Benchmarking - results (2/2)

Asier Galicia Martínez

Last updated on Jul 6, 2021 8 min read GSoC

This is the continuation of the post Benchmarking - motivation and tools where we argued why we chose pytest-benchmark for the benchmarks. Here we will present some of the results obtained. In particular, we will compare how the python packages NumPy, SciPy, QuTiP and TensorFlow perform for basic linear algebra operations. Hence, we will have 6 different objects to represent data:

NumPy: ndarray
SciPy: sparse.csr_matrix
QuTip 5.0 (still in development): Dense (should be compared to ndarray)
QuTip 5.0 (still in development): CSR (should be compared to SciPy’s sparse.csr_matrix)
TensorFlow: Tensor (operates using a GPU and should be compared to Dense and ndarray).

The operations will be performed in two different matrix types, dense and sparse, with variable input shape (NxN) with up to $N=2^{10}$ that would represent a simulation with 10 qubits. For the dense matrices we will use a random Hermitian matrix whereas for the sparse case we will use a tridiagonal Hermitian matrix. The idea here is that we expect TensorFlow to beat QuTiP’s Dense and NumPy’s ndarray only for sufficiently large N as Tensor operations suffer from a memory transfer overhead. I include both dense and sparse input matrices as both have applications in QuTiP (which is one of the reasons why QuTiP 5.0 will include them) and I was curious to see how they compared with ndarray and Dense in the sparse matrix case.
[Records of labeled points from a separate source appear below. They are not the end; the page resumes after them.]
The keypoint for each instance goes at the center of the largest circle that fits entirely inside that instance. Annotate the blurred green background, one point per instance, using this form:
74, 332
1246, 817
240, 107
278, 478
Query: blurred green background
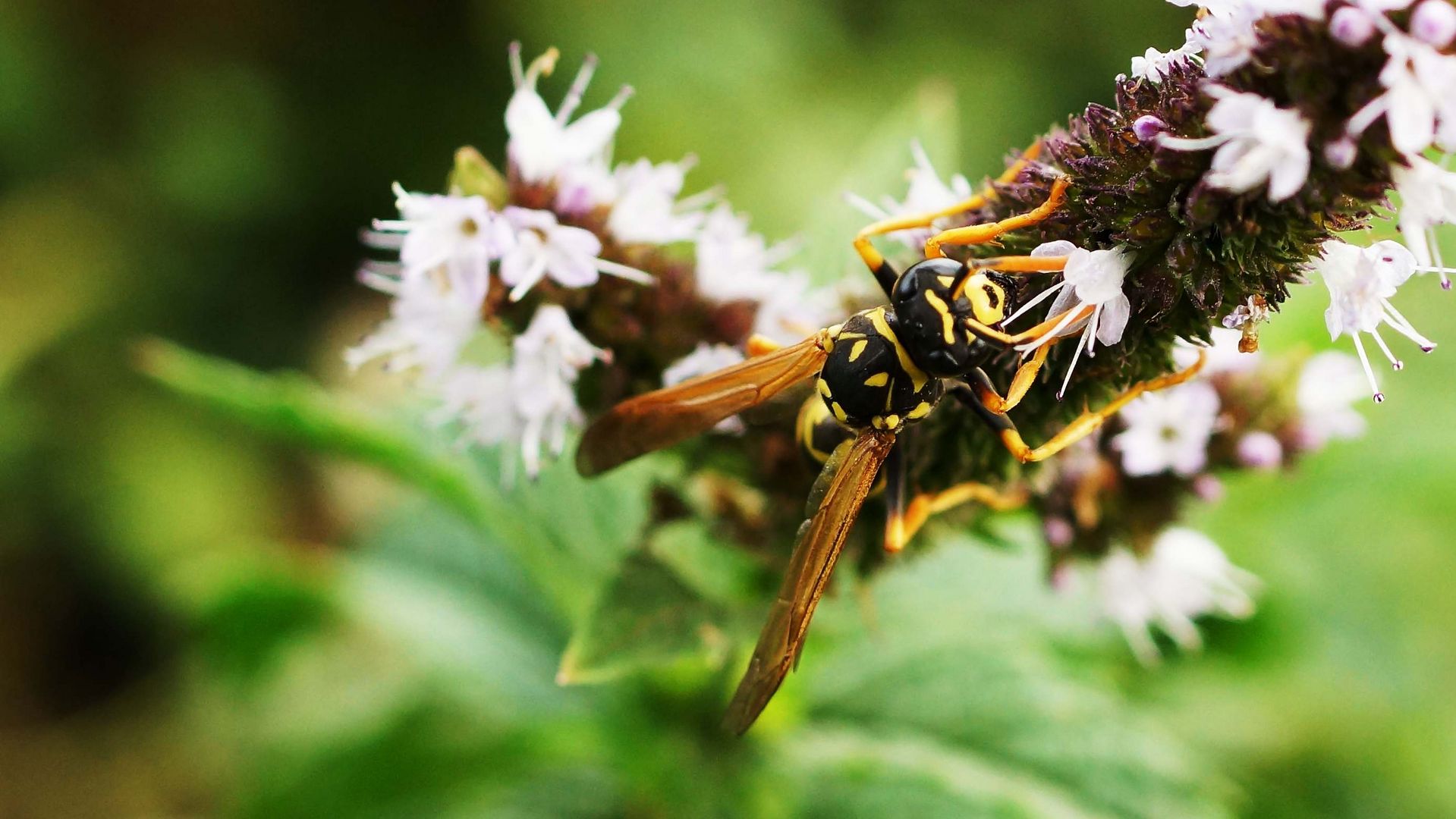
200, 620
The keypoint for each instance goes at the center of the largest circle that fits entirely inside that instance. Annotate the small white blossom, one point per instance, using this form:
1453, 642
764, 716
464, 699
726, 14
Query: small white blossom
545, 364
926, 194
458, 231
1329, 384
734, 262
792, 310
1221, 356
1360, 283
1257, 143
1427, 201
542, 143
1420, 99
567, 255
431, 318
1184, 576
703, 359
1168, 431
1155, 64
646, 209
1091, 280
1259, 450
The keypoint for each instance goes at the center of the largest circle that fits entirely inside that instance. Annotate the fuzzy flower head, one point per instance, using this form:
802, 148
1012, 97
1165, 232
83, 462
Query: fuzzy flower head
1427, 201
1184, 576
646, 209
734, 262
1168, 431
431, 319
546, 249
1258, 143
1329, 386
1360, 283
1420, 96
461, 233
928, 193
540, 143
1090, 299
545, 364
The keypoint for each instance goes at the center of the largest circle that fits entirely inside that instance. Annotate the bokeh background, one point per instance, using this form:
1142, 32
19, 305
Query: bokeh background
201, 620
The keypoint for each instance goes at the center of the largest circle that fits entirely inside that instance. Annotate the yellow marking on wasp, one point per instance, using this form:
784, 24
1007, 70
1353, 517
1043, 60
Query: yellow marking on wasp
947, 319
988, 300
917, 377
810, 415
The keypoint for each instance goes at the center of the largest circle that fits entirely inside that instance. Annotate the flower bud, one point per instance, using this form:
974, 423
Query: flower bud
1435, 22
1351, 27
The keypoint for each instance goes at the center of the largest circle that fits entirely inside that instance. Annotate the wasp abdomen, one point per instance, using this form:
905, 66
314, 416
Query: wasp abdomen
870, 378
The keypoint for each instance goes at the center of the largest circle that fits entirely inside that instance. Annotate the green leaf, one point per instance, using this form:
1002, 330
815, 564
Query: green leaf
475, 177
712, 570
293, 408
646, 619
969, 693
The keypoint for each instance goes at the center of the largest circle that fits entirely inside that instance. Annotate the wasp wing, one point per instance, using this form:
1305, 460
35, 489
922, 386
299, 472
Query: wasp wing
676, 413
851, 476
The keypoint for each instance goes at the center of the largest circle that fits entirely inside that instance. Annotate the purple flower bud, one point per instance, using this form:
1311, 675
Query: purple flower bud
1435, 22
1059, 533
1341, 153
1148, 127
1261, 451
1351, 27
1207, 488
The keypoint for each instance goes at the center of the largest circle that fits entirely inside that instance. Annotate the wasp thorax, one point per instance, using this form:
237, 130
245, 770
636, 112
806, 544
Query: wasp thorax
934, 323
870, 380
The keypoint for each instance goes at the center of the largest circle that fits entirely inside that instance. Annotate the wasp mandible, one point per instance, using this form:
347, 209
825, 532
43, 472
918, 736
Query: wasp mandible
877, 373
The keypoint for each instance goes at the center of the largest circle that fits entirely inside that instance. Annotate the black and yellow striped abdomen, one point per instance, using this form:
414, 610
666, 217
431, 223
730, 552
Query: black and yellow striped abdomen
870, 378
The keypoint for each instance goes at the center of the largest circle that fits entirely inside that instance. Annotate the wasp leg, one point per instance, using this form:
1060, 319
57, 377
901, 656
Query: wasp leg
762, 345
929, 504
1086, 424
896, 479
983, 233
876, 261
1020, 384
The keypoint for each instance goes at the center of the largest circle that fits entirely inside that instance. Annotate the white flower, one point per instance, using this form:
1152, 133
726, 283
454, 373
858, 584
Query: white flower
1221, 356
458, 231
1427, 201
430, 320
1329, 384
1362, 281
703, 359
1155, 64
1096, 278
545, 364
734, 264
1257, 142
1420, 99
1184, 576
540, 144
1259, 450
1168, 431
646, 209
792, 310
926, 194
568, 255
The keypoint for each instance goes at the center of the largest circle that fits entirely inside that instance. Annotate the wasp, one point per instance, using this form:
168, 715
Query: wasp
876, 374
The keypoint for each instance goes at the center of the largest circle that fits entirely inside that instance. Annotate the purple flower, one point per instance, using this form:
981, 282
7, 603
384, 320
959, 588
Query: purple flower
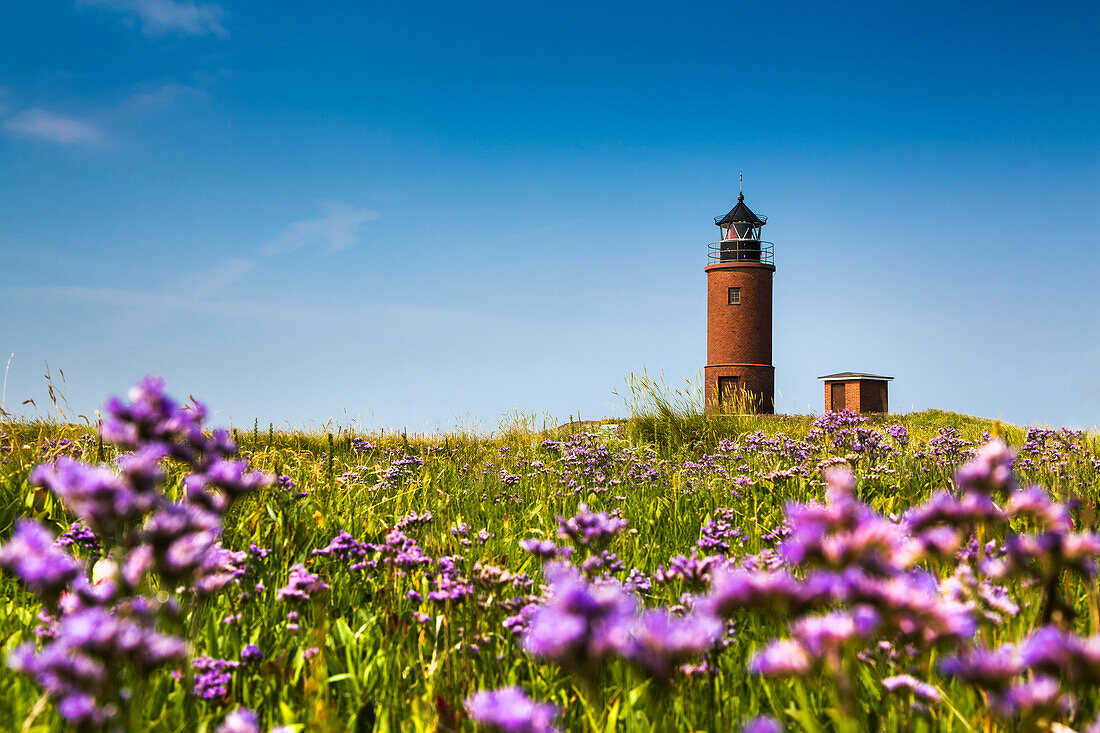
32, 556
212, 677
910, 685
99, 496
590, 527
762, 724
508, 710
344, 547
990, 472
241, 720
81, 536
575, 625
781, 658
990, 669
251, 654
1040, 697
300, 584
545, 548
659, 642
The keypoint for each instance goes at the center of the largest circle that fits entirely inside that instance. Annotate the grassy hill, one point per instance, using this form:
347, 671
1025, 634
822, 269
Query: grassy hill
413, 623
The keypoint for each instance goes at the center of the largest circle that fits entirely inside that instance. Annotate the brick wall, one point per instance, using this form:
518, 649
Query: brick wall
738, 334
757, 380
738, 337
860, 395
The hardware where these tests were run is:

CPU: Intel Core i7-6700
RAM: 16GB
GPU: GTX 970
Python 3.9.5
Numpy 1.19.5
TensorFlow 2.5.0
SciPy 1.7.0
QuTiP 5.0.0.dev (date: 06-07-2021)
CUDA version: 11.3

Element-wise addition.

The first operations that I will show is the addition operation. This is an element-wise operation that should be easily parallelized in a GPU. In the figure below we plot the time it takes to perform 100 additions of matrices of shape $N\times N$. We see that for small matrices, NumPy has the best performance. The apparent difference in operation time for small N is mainly due to the instantiation of the class that contains the array, which is slower for QuTiP than for NumPy. One of the reasons for this is that Qobj, the object we operate with, is a wrapper around the class Data that can be either Dense or CSR whereas the ndarray of NumPy is not wrapped by anything else. However, it is quite surprising that the CSR case performs noticeably faster that then SciPy’s case. This is due to safety checks that sparse.csr_matrix performs when creating a new array. CSR does not include some of these checks as it has very tight control of the input and output data. To understand the TensorFlow case, we need to mention that the benchmarked operation includes the time to move data from the GPU to the CPU. This is why we benchmarked 100 addition operations together instead of only one addition operation as we will usually perform multiple operations before retrieving the data from the GPU. We see that TensorFlow performs worse than the rest for small matrix size but for approximately $N>2^{8}$, it performs faster as memory overhead is no longer the limitation in the operation.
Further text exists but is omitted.